The introduction of the nanostructures produces offsets in the band edges. We assume them to be square. This is not real but is an acceptable approximation. The shape of the QDs is debatable but we consider it a squat parallelepiped. These two approximations, together with the analytic diagonalization matrix used, lead to a very strong simplification of the calculations (around 106 times faster than the established and more accurate Luttinger-Kahn-Pikus-Bir (LKPB) calculations), and thus to a deep, we think unprecedented, progress in the modeling and interpretation of the solar cells comprising nanostructures. It also leads to a simple labeling of the wavefunctions appearing in the solar cell.

In particular, in the case of QDs, the full spectrum in all the four bands —including bound and extended states— can be calculated. The EKPH model helps interpreting the origin of the peaks found in the solar cell measured quantum efficiency and the calculated spectrum allows to determine the QD size, that coincides with the one observed by TEM.

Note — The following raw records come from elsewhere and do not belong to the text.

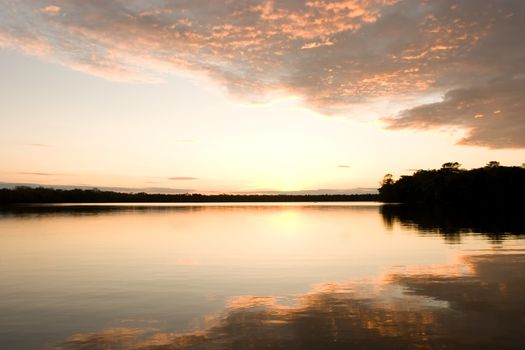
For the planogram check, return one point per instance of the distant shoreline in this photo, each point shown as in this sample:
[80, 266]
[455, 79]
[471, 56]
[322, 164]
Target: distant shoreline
[41, 195]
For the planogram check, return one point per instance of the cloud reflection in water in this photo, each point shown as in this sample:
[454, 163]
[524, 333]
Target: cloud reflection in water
[476, 304]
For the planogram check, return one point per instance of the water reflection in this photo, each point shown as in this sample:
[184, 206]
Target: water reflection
[478, 303]
[453, 222]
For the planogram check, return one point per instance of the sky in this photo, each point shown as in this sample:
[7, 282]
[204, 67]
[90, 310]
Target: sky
[256, 96]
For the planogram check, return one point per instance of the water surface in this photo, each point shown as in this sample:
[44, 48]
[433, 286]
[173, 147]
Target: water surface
[281, 276]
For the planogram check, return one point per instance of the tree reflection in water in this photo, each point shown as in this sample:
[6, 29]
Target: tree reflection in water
[447, 307]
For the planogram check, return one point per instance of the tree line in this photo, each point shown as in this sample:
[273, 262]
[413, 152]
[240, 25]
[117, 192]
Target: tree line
[24, 194]
[492, 184]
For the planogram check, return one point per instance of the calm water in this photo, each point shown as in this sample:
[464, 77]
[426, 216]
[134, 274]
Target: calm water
[279, 276]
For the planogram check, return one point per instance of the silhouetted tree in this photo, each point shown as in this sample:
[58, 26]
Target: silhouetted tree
[491, 185]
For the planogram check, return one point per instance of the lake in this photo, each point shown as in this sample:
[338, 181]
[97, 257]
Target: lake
[253, 276]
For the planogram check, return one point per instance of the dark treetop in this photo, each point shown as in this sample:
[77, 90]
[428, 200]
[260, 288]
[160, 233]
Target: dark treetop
[493, 185]
[50, 195]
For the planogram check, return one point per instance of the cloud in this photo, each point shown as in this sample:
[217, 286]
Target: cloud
[493, 114]
[332, 54]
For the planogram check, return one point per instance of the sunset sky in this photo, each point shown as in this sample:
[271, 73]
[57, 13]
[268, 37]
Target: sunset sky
[254, 96]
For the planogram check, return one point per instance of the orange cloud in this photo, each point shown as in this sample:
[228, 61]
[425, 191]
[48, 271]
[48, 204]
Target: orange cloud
[332, 54]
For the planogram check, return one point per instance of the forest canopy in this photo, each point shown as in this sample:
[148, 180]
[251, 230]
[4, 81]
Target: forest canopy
[451, 184]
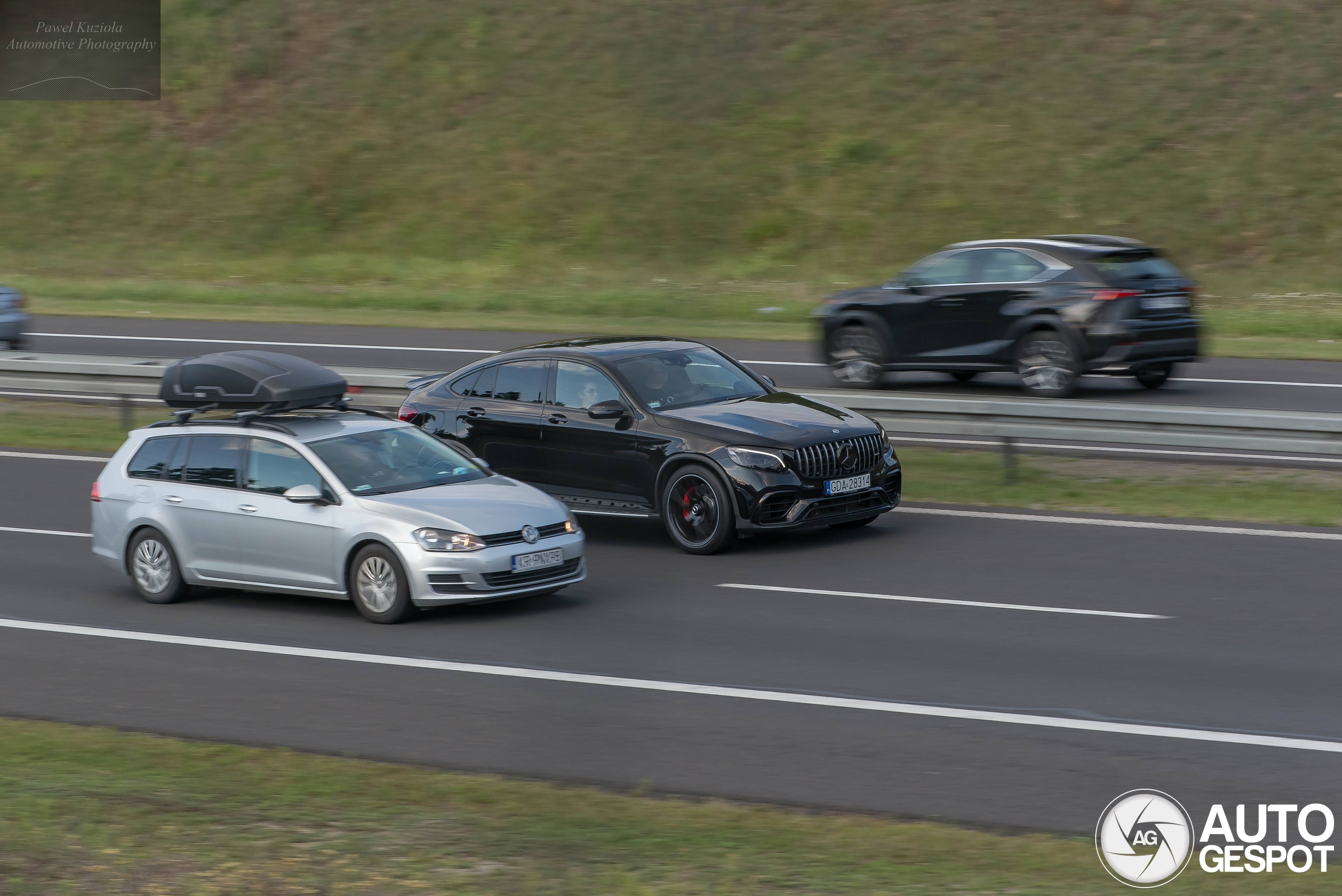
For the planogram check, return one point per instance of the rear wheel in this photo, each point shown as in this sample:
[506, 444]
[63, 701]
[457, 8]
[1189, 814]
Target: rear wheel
[1047, 364]
[153, 568]
[1156, 377]
[697, 510]
[379, 586]
[858, 354]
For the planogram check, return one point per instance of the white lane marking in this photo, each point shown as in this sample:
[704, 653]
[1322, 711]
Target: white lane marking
[1125, 524]
[45, 531]
[299, 345]
[698, 690]
[35, 456]
[76, 395]
[938, 600]
[1132, 451]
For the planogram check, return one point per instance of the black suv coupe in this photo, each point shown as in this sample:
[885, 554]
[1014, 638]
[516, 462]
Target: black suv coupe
[658, 427]
[1050, 309]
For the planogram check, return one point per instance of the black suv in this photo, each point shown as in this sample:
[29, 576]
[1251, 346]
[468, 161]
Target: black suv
[1050, 309]
[657, 427]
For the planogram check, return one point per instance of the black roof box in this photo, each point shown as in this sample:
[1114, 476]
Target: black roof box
[250, 381]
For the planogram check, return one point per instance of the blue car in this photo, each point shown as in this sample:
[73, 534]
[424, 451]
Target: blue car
[14, 318]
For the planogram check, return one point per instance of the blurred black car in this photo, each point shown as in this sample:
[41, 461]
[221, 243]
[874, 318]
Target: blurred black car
[1050, 309]
[657, 427]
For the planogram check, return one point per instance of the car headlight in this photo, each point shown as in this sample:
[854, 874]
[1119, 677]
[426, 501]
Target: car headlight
[445, 539]
[757, 459]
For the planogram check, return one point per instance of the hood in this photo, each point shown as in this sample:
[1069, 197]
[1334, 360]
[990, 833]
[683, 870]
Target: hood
[481, 507]
[777, 420]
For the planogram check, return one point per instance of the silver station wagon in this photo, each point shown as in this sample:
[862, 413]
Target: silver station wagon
[332, 503]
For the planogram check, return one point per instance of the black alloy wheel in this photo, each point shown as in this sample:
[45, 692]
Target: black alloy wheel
[1047, 364]
[858, 356]
[1154, 377]
[697, 510]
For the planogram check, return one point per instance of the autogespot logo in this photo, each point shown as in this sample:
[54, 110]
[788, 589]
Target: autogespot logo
[1145, 839]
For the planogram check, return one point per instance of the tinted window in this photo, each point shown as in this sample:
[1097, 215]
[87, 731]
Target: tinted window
[580, 387]
[685, 379]
[1136, 266]
[521, 381]
[388, 461]
[152, 459]
[214, 461]
[1007, 266]
[275, 469]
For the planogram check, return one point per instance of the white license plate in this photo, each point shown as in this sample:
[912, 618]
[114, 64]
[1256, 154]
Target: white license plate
[1162, 302]
[540, 560]
[844, 486]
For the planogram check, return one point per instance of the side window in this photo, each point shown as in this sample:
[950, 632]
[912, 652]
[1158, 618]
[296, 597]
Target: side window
[521, 381]
[483, 388]
[214, 461]
[944, 272]
[1007, 266]
[580, 387]
[152, 459]
[275, 469]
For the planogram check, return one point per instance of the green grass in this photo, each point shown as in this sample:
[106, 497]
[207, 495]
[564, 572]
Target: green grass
[89, 810]
[675, 163]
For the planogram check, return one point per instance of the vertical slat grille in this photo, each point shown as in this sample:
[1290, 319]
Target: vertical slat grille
[824, 461]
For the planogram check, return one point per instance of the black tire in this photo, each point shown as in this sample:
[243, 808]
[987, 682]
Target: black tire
[379, 586]
[858, 356]
[153, 568]
[1154, 377]
[855, 524]
[1047, 364]
[697, 510]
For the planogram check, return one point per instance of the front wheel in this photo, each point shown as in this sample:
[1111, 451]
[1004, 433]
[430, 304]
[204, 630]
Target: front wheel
[697, 511]
[1047, 364]
[379, 586]
[856, 356]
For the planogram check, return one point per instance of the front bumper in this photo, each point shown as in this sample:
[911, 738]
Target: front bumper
[439, 578]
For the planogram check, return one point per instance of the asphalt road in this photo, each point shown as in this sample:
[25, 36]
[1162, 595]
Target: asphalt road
[1229, 382]
[1248, 644]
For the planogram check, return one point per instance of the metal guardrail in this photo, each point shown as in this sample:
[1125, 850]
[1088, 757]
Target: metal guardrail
[1007, 420]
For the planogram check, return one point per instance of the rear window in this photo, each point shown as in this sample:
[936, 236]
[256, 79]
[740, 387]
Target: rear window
[1136, 266]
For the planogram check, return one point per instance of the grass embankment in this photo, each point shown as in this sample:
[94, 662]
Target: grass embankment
[677, 165]
[936, 475]
[88, 810]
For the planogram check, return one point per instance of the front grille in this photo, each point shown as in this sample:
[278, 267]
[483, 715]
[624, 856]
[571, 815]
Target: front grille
[516, 537]
[775, 507]
[567, 569]
[823, 461]
[842, 505]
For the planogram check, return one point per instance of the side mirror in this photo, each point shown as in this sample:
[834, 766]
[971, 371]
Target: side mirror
[305, 494]
[608, 411]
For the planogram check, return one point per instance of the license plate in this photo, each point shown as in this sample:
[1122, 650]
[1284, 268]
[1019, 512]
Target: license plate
[844, 486]
[540, 560]
[1161, 302]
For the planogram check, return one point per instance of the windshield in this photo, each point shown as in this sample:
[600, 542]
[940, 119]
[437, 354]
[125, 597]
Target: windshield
[388, 461]
[686, 379]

It also allows determining the eigenfunctions, which are linear combinations of the products of the G-Bloch functions in all the four bands, multiplied by functions that vary in the range of the nanostructure dimensions, called envelope functions. This is necessary to calculate the absorption coefficients in QD intermediate band solar cells and in the QW-tuned bandgap solar cells. They both are in semi-quantitative agreement with the observed quantum efficiency. This method may also be applied to non-structured semiconductors, such as GaAs, leading also to a semi quantitative agreement with the measured absorption coefficient. In all the cases the calculations do not require a full knowledge of the G-Bloch functions but only of the envelope functions and of some symmetry properties of the G-Bloch functions. Thus the absorption coefficients depend mainly on the nanostructure characteristics, although they keep relation with the semiconductor material through its symmetry properties and the effective masses imposed by it to the different bands.

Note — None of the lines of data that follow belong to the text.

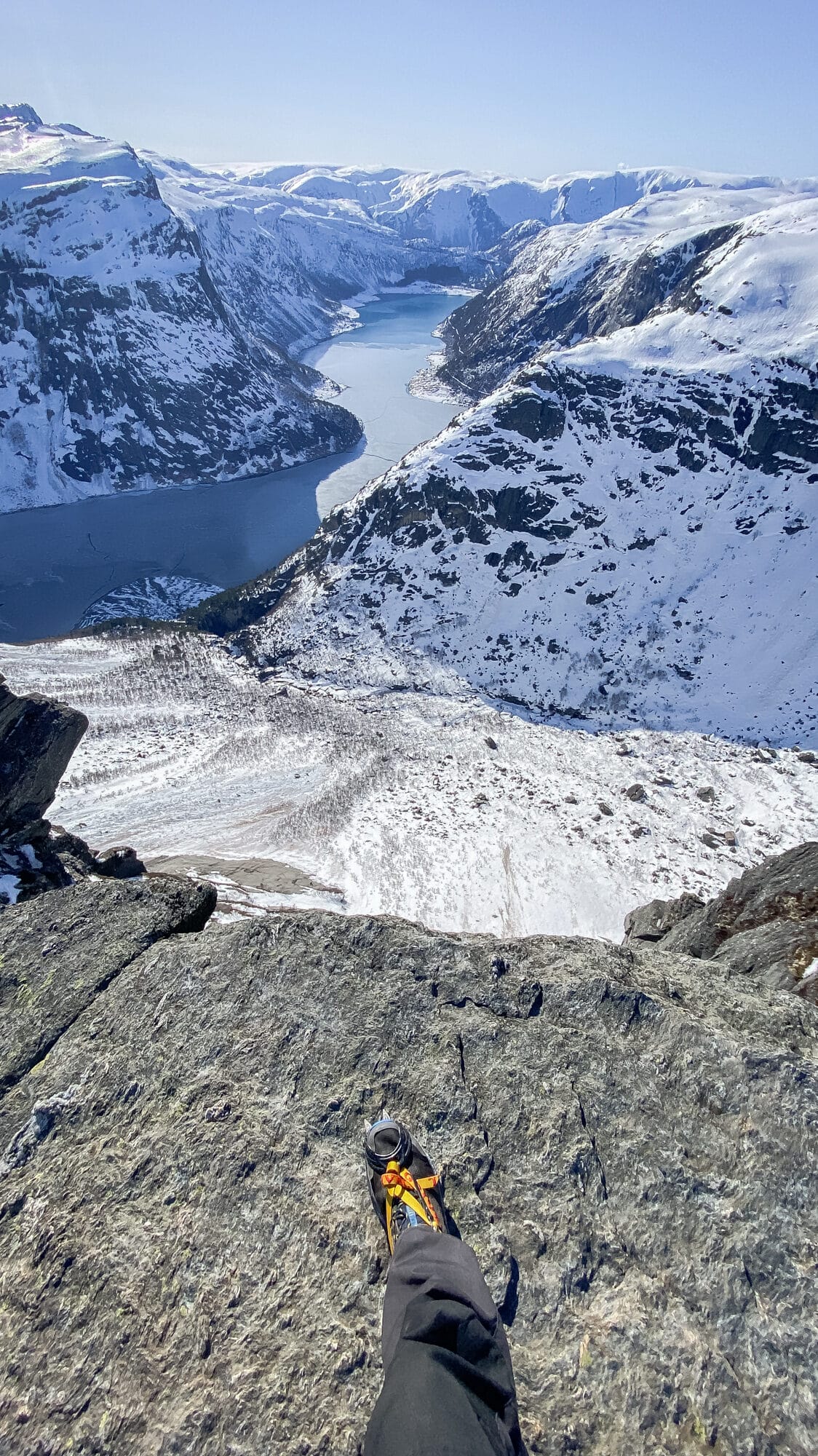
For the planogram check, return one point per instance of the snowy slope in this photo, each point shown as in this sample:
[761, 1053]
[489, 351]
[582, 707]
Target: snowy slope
[289, 244]
[159, 599]
[436, 809]
[120, 366]
[625, 532]
[286, 264]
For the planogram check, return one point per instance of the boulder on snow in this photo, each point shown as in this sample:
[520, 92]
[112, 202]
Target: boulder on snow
[122, 863]
[37, 740]
[763, 925]
[654, 921]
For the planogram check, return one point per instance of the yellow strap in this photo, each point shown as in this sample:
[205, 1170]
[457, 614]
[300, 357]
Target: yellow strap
[402, 1187]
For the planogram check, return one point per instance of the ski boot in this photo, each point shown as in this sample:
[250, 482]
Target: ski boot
[405, 1187]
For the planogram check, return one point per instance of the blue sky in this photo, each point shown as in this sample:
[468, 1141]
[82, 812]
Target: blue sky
[520, 87]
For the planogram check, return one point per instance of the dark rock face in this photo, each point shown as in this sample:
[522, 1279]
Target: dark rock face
[654, 921]
[60, 951]
[763, 925]
[481, 349]
[37, 740]
[188, 1257]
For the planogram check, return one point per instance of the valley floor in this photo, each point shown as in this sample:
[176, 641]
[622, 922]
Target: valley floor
[445, 812]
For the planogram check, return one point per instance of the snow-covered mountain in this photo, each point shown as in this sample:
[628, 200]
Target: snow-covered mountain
[149, 308]
[120, 363]
[624, 532]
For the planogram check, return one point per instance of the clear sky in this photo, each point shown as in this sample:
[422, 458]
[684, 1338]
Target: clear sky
[520, 87]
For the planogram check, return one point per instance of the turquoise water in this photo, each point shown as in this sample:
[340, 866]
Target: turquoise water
[56, 561]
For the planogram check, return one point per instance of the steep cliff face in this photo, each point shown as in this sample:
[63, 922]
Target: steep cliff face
[120, 365]
[621, 532]
[188, 1256]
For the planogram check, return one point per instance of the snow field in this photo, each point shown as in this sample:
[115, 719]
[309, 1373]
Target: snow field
[398, 802]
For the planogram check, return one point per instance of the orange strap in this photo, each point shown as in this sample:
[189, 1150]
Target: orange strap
[402, 1186]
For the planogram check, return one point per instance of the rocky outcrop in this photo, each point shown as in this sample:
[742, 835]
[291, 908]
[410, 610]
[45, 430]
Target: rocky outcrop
[765, 925]
[188, 1257]
[59, 954]
[37, 740]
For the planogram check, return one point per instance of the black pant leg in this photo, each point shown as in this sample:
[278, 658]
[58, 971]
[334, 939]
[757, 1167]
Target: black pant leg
[449, 1387]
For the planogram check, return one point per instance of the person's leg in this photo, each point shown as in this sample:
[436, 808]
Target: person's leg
[449, 1387]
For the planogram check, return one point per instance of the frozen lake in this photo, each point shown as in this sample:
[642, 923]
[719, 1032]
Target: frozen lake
[56, 561]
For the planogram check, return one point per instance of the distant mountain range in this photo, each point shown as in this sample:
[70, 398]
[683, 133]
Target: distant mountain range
[622, 529]
[151, 309]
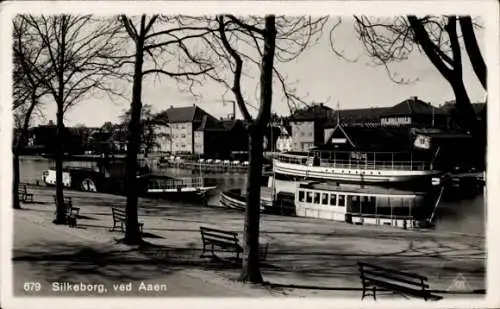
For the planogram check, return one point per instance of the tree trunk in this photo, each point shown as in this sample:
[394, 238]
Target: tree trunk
[59, 154]
[20, 143]
[251, 264]
[472, 48]
[15, 181]
[132, 233]
[466, 116]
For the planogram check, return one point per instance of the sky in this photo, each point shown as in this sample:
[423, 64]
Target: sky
[318, 74]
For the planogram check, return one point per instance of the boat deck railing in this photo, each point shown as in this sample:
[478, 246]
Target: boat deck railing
[177, 183]
[357, 164]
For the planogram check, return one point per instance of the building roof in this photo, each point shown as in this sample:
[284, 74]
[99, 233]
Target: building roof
[377, 138]
[449, 106]
[413, 106]
[210, 123]
[182, 114]
[356, 116]
[316, 111]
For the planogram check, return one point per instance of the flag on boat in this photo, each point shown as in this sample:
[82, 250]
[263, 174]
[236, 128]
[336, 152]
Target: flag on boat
[422, 141]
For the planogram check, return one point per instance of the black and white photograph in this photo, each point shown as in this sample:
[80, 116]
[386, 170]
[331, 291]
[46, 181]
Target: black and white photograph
[236, 153]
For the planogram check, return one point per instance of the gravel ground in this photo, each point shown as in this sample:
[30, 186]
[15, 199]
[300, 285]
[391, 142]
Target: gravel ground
[307, 257]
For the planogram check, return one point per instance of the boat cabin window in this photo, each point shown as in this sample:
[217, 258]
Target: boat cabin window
[301, 196]
[341, 200]
[333, 199]
[309, 197]
[316, 197]
[324, 199]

The approximate knowledge of the absorption coefficient for each one of the transitions involved, confirmed also by the quantitative interpretation of the experimental variation of the sub-bandgap quantum efficiency with the temperature [4], allows for a realistic detailed balance treatment and therefore it allows predicting the behavior of nanostructured solar cells in its radiative limit, that, we remind, is almost achieved in the high efficiency multijunction cells of today, and so allows orienting the technological research.

The purpose of the work in this Mega-Grant consists on comparing the calculation with more available experimental data experiments in order to further support the appropriateness of the EPKH, and some additional results have already been achieved within the Mega-Grant: for instance its use has permitted a rather correct calculation of the band to band absorption in GaAs, as compared to classical experimental data (work submitted to publication). It has been used to predict the size of the QDs form sub-bandgap quantum efficiency measurements in InAs/GaS and InAs/GaAlAs QD/host materials (work submitted to publication). It has also been used to suggest the interest of using Type II QDs in the VB in order to prevent a reduction of the voltage (work already published [5]) so giving birth to a new experimental research on Type II QDs under way in this Mega-Grant. Additional work is under way in refining the EKPH method and substantial work is also under way in the comparison of the EKPH method with the more widely used LKPB method in order to compare their respective stresses and wqaeaknesses.

[1] S. Datta, *Quantum Phenomena *(Addison Wesley, Reading (Mass), 1989).

[2] A. Luque* et al.*, Solar Energy Materials & Solar Cells **95**, 2095 (2011).

[3] A. Luque* et al.*, Solar Energy Materials and Solar Cells **103**, 171 (2012).

[4] A. Mellor* et al.*, Advanced Functional Materials **24**, 339 (2014).

[5] A. Luque* et al.*, Applied Physics Letters **103**, 123901 (2013).